Situações como essa não são incomuns, pelo contrário. Outro exemplo. Um mês depois desse fato, um estudante do curso de Dança da Universidade Federal de Pernambuco (UFPE) levou uma descarga elétrica vinda de um poste instalado próximo ao Centro de Artes e Comunicação (CAC). Ficou por quase um minuto com a mão colada ao poste, tendo convulsões e desmaiando. Pessoas que presenciaram a cena, contudo, acharam que se tratava de uma performance e o aplaudiram, pois “espetáculos” assim costumam acontecer por lá. Graças a Deus, nada de grave aconteceu ao rapaz, o mesmo já não se pode dizer do que se passa nesse centro de artes.

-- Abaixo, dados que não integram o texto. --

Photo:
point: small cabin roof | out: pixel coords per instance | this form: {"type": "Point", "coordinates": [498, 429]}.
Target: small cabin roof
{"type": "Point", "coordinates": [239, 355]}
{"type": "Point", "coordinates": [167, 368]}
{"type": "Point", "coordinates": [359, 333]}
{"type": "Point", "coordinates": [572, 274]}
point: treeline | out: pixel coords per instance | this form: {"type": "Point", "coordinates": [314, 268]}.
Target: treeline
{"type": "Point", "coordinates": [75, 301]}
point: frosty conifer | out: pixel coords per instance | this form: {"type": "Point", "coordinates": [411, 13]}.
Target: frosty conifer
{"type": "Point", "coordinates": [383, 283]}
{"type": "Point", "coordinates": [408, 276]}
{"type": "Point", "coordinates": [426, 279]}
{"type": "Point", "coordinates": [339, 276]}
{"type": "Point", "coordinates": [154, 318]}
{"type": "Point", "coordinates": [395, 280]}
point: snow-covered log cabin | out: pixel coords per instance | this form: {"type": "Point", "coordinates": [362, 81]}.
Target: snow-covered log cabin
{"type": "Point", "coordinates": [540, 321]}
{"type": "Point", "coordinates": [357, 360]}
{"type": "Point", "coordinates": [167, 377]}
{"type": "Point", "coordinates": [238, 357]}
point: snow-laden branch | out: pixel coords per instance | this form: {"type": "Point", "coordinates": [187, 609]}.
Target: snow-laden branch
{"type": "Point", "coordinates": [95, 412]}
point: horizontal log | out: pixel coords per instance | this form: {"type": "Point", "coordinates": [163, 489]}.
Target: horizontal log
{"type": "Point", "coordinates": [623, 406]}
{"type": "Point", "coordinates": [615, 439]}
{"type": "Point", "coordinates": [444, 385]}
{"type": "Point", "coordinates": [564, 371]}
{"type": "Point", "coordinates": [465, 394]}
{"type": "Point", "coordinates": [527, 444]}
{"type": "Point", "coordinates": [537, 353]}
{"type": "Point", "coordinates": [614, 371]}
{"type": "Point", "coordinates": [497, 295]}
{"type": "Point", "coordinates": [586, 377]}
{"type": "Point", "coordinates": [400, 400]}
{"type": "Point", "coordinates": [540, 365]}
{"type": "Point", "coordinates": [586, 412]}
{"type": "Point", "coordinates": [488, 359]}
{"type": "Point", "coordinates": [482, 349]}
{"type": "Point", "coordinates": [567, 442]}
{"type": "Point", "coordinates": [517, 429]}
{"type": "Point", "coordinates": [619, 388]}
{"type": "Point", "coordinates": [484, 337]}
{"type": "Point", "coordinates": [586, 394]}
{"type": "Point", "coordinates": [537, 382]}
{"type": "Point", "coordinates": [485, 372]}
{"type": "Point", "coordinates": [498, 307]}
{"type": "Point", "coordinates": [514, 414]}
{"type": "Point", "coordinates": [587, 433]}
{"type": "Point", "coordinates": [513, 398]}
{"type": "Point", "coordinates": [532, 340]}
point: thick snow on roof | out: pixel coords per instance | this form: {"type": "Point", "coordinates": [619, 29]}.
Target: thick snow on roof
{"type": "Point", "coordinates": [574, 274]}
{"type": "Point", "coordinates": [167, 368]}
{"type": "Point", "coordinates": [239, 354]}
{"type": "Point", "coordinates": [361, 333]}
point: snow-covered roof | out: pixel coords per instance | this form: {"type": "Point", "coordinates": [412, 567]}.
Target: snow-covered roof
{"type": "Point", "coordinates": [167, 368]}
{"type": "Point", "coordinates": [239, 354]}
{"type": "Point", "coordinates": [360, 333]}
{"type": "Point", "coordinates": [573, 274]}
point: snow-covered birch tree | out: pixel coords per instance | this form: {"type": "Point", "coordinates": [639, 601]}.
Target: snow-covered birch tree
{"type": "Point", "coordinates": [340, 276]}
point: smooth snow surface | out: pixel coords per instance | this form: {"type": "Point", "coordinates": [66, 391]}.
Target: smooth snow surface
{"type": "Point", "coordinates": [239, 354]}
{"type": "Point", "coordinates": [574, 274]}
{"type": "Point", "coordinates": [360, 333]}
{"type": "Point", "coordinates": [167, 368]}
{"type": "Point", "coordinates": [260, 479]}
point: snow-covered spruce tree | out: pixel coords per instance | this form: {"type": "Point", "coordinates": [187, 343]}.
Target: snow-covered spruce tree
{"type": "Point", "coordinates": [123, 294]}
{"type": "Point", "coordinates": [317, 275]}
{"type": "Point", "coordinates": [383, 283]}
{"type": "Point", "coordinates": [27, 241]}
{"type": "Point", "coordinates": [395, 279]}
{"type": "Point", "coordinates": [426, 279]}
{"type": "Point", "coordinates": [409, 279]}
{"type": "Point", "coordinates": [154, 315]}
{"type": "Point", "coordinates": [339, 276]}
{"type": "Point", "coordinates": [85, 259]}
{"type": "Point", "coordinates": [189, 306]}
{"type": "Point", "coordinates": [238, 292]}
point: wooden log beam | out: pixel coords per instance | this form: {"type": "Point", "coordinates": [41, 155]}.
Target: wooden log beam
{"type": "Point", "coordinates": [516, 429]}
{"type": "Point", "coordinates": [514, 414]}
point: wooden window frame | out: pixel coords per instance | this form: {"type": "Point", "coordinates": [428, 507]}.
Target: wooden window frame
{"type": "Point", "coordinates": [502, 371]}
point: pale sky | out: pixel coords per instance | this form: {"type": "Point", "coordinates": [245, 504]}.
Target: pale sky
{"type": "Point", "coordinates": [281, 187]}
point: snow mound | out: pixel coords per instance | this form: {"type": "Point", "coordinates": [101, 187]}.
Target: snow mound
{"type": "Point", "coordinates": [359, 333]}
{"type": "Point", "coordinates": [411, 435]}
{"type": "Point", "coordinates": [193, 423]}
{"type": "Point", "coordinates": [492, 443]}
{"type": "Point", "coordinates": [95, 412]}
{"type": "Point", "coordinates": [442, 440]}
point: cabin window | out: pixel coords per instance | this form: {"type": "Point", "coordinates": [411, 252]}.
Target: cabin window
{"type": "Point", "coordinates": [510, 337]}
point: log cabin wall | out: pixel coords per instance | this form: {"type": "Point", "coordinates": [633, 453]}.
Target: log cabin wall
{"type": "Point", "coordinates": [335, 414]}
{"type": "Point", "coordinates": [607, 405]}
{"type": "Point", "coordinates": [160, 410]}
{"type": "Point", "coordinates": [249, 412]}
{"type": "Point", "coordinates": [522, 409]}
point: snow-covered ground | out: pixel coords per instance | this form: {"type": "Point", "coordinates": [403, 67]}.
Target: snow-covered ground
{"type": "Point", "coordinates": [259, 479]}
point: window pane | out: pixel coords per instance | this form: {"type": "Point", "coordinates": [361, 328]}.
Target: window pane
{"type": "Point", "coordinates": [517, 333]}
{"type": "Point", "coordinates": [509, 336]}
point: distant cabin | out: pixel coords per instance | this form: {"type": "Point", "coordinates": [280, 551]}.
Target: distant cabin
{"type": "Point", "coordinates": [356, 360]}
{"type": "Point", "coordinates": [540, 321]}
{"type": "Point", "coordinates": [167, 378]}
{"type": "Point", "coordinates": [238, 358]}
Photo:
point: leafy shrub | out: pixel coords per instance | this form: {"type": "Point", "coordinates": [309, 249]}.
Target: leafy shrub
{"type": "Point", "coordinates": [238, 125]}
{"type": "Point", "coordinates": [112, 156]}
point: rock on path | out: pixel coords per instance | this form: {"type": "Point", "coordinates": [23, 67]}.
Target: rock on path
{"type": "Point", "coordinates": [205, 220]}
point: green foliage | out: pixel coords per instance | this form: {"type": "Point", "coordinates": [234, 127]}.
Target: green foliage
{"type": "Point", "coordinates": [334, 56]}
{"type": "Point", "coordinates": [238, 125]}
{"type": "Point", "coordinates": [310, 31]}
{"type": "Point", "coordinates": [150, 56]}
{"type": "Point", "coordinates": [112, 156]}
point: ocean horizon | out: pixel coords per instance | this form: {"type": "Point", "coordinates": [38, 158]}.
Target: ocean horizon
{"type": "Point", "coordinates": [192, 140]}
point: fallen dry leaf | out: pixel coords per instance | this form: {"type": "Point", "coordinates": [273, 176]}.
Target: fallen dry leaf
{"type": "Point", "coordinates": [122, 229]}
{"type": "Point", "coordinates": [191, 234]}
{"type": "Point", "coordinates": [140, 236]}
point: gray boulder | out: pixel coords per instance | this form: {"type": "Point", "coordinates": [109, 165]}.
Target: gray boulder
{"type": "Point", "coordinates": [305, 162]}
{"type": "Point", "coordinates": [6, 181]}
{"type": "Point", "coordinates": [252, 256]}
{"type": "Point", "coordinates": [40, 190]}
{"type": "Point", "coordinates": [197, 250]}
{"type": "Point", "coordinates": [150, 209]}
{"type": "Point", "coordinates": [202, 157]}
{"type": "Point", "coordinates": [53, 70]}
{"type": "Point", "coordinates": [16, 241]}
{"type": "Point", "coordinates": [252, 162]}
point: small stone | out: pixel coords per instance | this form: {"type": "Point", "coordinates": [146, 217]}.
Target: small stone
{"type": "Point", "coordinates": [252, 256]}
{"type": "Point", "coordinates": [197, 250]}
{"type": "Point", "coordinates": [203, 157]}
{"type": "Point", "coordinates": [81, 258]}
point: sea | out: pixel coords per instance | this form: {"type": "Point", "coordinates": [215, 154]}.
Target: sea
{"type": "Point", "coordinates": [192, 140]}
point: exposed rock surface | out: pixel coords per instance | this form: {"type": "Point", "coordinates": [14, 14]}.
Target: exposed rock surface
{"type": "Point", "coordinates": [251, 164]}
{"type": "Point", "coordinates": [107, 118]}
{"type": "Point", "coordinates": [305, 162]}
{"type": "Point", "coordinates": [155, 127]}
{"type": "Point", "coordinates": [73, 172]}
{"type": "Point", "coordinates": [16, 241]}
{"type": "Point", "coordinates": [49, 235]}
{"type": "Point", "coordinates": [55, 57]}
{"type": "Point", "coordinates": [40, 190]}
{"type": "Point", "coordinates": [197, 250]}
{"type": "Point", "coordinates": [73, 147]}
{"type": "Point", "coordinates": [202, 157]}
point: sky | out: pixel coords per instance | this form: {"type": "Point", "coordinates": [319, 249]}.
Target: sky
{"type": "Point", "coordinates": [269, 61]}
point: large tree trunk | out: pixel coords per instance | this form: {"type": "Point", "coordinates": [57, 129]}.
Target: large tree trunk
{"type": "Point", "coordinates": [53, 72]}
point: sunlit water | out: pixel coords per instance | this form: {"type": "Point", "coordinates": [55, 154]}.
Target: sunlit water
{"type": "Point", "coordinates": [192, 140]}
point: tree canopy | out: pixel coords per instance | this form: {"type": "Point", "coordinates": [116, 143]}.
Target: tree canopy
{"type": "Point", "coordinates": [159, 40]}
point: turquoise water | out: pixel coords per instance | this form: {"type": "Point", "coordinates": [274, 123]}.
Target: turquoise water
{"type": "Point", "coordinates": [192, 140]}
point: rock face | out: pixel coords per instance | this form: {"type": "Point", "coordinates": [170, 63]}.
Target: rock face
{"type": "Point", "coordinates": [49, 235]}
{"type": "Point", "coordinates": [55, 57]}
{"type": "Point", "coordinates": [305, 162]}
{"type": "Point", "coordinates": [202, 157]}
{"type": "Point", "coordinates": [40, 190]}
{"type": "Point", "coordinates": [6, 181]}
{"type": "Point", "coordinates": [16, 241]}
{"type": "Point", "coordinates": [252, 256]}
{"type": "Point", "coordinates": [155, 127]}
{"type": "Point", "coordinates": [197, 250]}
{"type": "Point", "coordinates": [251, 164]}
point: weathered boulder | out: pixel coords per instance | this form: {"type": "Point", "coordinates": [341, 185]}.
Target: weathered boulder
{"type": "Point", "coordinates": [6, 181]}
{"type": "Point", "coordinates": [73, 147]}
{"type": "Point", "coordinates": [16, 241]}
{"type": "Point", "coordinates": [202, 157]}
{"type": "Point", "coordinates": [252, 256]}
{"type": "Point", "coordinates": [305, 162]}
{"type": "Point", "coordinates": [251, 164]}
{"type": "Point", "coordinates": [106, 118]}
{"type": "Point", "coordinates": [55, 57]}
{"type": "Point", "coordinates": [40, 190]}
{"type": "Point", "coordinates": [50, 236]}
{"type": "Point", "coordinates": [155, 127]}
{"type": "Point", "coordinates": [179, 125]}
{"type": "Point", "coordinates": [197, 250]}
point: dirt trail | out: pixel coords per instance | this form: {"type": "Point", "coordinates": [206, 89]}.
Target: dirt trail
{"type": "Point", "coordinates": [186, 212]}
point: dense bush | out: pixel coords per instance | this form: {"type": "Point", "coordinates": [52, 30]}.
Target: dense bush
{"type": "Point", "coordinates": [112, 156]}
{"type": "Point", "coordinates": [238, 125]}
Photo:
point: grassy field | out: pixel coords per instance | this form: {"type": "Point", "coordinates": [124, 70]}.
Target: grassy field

Passamos do ponto da confusão; estamos em plena era da insanidade cultural

Mas talvez nada consiga ser mais simbólico desse estado de coisas do que a “performance artística” intitulada Macaquinhos, que ganhou notoriedade no ano passado também. O leitor deve se lembrar, foi bastante noticiado e há vídeos disponíveis na internet. Um grupo de oito ou nove atores ficam no palco, totalmente nus, explorando o ânus uns dos outros. A ideia, segundo eles, é fazer do ânus uma metáfora do desequilíbrio social entre os países do Hemisfério Sul (representados pelo ânus) e os do Norte. Achei na internet uma fala de um deles que é, bem, leia aí: “Temos dificuldade em reconhecer (...) tantas minorias, índios, mulheres, bichas, sapatãs, trans, pretos, moradores da periferia e o c... dos corpos. Macaquinhos se propõe a cutucar o que está latente, mas não se fala. E isso é muito trabalhoso, pois exige mudanças”.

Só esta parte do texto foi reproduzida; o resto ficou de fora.